Is there a Dev that will take this on for us please. I find as I read through our forum and Miuiandroid that Miui for the Razr is fully supported for the GSM verzion of the Razr. Is there a Dev that can please, please, please port this over to the CDMA Razr for us. I noticed that lots of Razr owners are former DX owners and I personally (and lots others) loved it. I will personally pledge $50 for a working Miui port with 3g/4g data. Skiwong has gotten the port working great except duel use of internal/external sdcard and of course the huge hurtle of 3g/4g data. If a fully running ROM of Miui is created for the CDMA Razr and supported by that Dev... as a final price I will pledge $100 total. I know this is a bounty... if I knew how to do it I would be doing it this second.

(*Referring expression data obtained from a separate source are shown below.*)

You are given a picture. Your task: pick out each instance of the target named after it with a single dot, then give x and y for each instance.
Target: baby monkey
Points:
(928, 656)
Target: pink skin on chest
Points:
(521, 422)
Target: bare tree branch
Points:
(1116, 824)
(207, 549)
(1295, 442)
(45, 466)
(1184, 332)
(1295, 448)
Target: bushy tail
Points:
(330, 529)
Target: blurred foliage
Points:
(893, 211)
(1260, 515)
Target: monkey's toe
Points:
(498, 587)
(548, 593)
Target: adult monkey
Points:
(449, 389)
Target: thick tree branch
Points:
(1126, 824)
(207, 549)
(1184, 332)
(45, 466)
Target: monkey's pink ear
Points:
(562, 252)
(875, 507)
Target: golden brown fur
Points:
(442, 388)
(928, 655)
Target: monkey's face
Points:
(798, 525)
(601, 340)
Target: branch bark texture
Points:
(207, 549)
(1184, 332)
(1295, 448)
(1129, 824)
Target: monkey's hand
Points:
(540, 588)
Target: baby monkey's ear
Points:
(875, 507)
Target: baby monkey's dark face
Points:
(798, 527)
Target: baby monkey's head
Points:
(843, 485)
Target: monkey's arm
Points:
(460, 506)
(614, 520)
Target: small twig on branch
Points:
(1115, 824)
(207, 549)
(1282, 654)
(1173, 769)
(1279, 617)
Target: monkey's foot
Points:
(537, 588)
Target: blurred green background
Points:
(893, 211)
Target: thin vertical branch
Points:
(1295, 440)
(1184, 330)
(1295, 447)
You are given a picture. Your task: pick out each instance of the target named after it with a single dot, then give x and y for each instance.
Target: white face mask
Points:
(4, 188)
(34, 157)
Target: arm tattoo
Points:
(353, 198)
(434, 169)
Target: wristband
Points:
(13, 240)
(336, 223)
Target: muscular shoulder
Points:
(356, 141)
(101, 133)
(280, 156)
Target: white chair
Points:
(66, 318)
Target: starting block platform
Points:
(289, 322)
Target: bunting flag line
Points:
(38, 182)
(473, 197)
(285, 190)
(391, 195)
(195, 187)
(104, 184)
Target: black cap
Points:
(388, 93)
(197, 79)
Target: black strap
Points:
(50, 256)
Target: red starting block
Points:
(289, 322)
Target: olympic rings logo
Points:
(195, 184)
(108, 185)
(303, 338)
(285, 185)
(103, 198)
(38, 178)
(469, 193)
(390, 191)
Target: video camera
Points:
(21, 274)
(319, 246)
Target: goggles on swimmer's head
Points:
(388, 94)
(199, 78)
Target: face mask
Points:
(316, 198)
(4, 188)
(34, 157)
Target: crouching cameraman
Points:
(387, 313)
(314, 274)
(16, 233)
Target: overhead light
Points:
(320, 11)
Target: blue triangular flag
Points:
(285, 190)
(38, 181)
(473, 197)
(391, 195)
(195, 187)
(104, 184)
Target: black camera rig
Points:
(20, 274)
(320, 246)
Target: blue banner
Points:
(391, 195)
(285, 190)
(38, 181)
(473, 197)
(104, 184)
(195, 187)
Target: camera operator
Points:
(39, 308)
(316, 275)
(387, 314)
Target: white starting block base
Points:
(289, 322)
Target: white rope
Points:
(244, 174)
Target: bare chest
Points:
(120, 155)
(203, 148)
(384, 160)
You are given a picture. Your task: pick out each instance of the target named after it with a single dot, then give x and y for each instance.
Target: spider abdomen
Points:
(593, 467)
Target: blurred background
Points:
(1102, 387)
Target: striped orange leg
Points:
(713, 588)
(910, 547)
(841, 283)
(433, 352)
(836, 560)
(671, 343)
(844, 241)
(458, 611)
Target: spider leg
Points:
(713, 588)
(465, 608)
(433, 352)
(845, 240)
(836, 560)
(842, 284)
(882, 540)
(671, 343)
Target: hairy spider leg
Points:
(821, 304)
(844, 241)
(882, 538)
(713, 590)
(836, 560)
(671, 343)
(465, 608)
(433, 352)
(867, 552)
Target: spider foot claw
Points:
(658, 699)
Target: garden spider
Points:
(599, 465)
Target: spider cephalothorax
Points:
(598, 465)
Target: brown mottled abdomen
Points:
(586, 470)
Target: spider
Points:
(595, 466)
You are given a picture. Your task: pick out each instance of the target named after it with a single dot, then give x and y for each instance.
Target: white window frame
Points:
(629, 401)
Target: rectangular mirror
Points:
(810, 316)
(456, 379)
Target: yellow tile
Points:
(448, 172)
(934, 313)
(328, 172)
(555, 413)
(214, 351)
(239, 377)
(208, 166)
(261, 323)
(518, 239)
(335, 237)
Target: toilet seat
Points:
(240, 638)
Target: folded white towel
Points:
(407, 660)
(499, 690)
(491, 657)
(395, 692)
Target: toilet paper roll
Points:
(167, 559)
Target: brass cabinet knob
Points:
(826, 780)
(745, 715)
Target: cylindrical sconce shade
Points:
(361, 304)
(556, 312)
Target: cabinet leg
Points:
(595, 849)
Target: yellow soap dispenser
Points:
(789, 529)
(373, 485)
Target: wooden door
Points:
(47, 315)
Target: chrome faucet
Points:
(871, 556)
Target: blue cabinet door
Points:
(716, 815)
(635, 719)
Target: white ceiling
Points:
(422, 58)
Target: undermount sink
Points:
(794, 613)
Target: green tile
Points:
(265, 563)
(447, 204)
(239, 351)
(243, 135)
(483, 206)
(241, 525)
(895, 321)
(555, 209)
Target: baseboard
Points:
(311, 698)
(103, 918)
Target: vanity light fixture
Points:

I think others will be willing to participate in the donations as well. I will be posting this on multiple forums I'm a member of. First to get to the fully running ROM with data and duel use of sdcards (internal/external) will get my donation. Thanks everyone.

P.S. PM me with info on progress if you are in the running for the donation. If others pledge to these same goals I will ask that they include their donation to the first with a fully running ROM.


----------



## jcmeyer26 (Dec 2, 2011)

I would love to donate to the cause i also had X and miui was the only ROM that cured my flashaholicism. I check all the forums everyday praying for the data to be fixed....plea$e we need data even 3g would be enough for me a 4g would be unreal.

Sent from my DROID RAZR using Tapatalk 2


----------